Dr Stephen Henson wrote:
> Andrew Cooke wrote:
> > However, it seems to me that it would be better if the verifier had only
> > the root CA certificate, and the verifiee supplied not just its
> > certificate, but the intermediate certs in the chain.  In this way, the
> > verifier would not need updating if intermediate certs changed (the
> > verifiee would have to get new certs anyway, if an intermediate cert was
> > revoked).  Is this possible?  And if not, is there a good reason why not
> > (like it's a gaping security hole)?
[...]
> One thing you have to check is to make sure the chain you get passed
> hasn't been illegally "lengthened" by someone using their end user
> certificate and private key to masquerade as a CA or possible several
> CAs.
> 
> To do this properly you have to check the intermediate certificates
> really are CA certificates and do some consistency checking and
> workarounds for broken CAs.
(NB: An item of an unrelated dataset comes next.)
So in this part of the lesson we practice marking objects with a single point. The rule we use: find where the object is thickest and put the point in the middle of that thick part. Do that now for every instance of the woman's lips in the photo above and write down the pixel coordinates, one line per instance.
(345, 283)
This is not easy to do.
> 
> Anyway. I've added checks like these and some things like trust settings
> to the latest development code. This is quite a hefty change in the way
> things are done and it needs extensive testing but all being well
> something usable will be in 0.9.5.

Does this mean that naieve code that uses OpenSSL is open to this
security hole at the moment, or does something have to be done to turn
it on?  If I supply a chain of certificates as the verifiee's
certificate, which includes self-signed, is it detected?  I will test
this myself, but have just had to reinstall NT (!) and am busy
re-installing packages etc, so it won't be for a while yet.